Beyond the feature loop, continuous optimization is key. McGoffin routinely prompts Copilot with commands like /plan Review the code for any missing tests, any tests that may be broken, and dead code or /plan Review the documentation and code to identify any documentation gaps. These checks, run weekly or as new features are integrated, ensure the agent-driven development environment remains healthy and efficient.

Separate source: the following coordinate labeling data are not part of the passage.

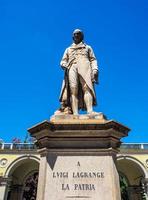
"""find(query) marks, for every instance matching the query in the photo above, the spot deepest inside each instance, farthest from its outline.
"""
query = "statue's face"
(77, 37)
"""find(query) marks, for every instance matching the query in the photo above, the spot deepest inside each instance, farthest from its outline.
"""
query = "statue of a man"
(81, 72)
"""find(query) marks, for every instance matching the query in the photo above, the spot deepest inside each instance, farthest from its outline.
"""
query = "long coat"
(83, 57)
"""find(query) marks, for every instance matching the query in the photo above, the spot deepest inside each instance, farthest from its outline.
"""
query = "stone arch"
(137, 163)
(18, 162)
(16, 173)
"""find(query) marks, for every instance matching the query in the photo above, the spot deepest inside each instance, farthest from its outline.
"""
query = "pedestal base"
(78, 159)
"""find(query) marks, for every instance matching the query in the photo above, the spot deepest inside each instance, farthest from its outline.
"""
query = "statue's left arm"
(94, 65)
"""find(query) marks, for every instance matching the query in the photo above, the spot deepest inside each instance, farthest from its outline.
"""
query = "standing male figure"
(81, 72)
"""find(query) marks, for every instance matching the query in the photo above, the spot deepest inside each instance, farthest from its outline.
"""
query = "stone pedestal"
(78, 158)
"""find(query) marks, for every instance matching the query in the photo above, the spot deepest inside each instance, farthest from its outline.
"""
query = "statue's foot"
(63, 111)
(67, 110)
(92, 113)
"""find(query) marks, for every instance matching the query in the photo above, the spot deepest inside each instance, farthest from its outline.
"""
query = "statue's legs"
(73, 82)
(88, 99)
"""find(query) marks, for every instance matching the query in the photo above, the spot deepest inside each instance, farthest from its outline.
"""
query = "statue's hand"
(64, 67)
(95, 76)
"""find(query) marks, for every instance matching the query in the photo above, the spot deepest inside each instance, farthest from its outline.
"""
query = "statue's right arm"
(64, 60)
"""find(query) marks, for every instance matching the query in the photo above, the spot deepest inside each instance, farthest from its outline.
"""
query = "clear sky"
(33, 37)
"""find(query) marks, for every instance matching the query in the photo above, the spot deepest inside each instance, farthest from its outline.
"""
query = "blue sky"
(33, 37)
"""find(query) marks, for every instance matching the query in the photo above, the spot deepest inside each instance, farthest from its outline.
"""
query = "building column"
(4, 185)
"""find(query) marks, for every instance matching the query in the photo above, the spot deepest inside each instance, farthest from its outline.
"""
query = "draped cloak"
(83, 57)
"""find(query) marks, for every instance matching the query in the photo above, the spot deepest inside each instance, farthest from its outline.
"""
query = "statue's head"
(78, 36)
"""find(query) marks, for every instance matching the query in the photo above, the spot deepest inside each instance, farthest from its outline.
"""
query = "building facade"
(19, 166)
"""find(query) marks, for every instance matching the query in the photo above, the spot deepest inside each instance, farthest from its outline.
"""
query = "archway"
(20, 171)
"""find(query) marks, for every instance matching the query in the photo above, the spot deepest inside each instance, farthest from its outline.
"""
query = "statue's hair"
(78, 31)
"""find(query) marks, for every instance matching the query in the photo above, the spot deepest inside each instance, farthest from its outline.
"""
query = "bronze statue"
(81, 72)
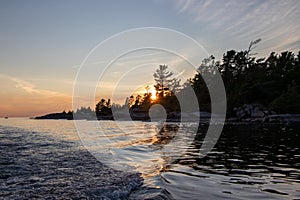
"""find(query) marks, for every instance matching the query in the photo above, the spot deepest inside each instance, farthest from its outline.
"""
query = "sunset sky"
(43, 43)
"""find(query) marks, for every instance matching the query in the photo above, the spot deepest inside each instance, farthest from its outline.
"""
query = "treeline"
(272, 83)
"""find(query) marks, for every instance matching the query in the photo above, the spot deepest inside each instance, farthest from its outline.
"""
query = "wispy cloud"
(29, 87)
(276, 22)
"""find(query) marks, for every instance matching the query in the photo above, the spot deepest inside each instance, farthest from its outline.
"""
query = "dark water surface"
(47, 159)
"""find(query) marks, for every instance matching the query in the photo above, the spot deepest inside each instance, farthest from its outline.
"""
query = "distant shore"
(177, 117)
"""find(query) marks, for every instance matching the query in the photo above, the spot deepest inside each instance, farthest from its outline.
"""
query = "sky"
(44, 43)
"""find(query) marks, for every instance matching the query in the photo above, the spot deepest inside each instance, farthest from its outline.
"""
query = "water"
(249, 161)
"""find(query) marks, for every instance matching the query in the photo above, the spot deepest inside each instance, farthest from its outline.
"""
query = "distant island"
(257, 89)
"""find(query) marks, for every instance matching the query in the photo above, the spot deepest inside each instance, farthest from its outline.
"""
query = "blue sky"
(42, 43)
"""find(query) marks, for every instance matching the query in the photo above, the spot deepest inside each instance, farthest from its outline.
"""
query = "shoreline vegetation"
(258, 90)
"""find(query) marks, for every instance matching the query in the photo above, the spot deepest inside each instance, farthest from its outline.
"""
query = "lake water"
(48, 158)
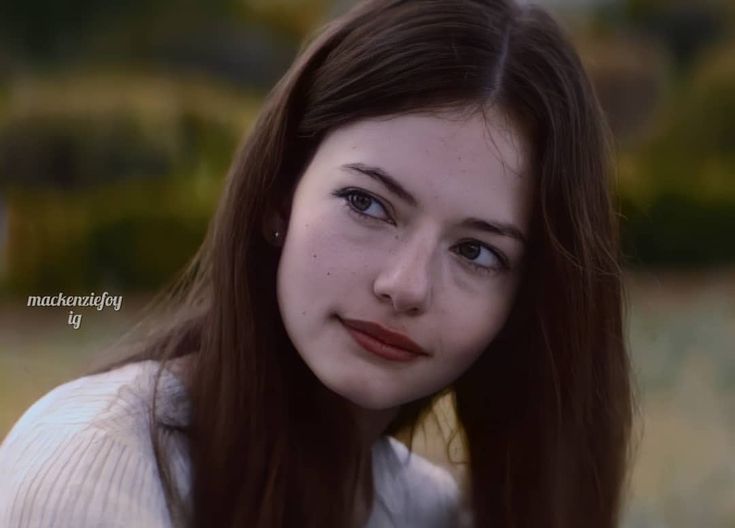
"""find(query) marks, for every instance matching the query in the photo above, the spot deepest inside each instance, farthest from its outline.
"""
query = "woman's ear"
(275, 222)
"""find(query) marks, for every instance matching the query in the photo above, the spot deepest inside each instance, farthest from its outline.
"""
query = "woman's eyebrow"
(381, 176)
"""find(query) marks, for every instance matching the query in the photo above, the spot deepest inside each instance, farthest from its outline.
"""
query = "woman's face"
(414, 223)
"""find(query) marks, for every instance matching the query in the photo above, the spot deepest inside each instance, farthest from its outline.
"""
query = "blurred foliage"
(679, 187)
(111, 181)
(118, 123)
(129, 236)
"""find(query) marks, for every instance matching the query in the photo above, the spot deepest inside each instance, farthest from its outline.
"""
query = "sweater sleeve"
(59, 476)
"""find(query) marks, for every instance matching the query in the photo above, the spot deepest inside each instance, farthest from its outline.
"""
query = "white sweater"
(81, 457)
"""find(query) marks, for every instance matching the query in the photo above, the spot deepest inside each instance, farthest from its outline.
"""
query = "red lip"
(386, 336)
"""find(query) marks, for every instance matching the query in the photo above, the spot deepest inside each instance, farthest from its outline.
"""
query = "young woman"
(421, 209)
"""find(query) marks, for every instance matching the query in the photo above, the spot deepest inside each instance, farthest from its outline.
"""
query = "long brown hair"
(545, 413)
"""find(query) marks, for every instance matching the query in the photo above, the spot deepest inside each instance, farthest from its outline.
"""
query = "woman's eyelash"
(346, 194)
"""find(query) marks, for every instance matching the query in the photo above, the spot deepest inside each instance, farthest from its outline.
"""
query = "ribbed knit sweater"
(81, 457)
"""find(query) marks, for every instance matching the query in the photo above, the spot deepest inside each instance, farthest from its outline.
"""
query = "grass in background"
(681, 332)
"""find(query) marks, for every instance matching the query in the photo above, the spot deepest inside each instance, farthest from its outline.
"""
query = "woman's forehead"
(445, 143)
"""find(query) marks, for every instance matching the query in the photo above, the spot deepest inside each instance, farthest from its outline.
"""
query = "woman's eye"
(481, 257)
(362, 204)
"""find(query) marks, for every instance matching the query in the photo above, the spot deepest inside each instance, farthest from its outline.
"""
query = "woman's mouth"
(380, 348)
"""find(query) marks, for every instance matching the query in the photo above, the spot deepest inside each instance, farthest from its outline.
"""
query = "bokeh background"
(118, 121)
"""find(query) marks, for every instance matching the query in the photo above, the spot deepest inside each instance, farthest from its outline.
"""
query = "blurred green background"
(118, 122)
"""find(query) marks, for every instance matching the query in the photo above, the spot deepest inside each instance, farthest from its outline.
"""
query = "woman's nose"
(405, 278)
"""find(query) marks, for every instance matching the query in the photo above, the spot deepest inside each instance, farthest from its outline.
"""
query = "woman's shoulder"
(79, 455)
(412, 488)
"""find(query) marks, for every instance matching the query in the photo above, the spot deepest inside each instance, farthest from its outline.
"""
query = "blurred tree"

The Future of Software Engineering with AI
What began as a personal quest to automate a frustrating analysis task has evolved into a new paradigm for software development. Agent-driven development, powered by tools like GitHub Copilot and advanced models such as Claude Opus, is not just about making developers faster; it's about fundamentally altering the nature of work for AI researchers and software engineers alike. By offloading intellectual toil to intelligent agents, teams can achieve unprecedented levels of productivity, collaboration, and innovation, ultimately focusing on the creative and strategic challenges that truly drive progress. This approach heralds an exciting future where AI agents are not just tools, but integral members of the development team, transforming how we build and maintain software.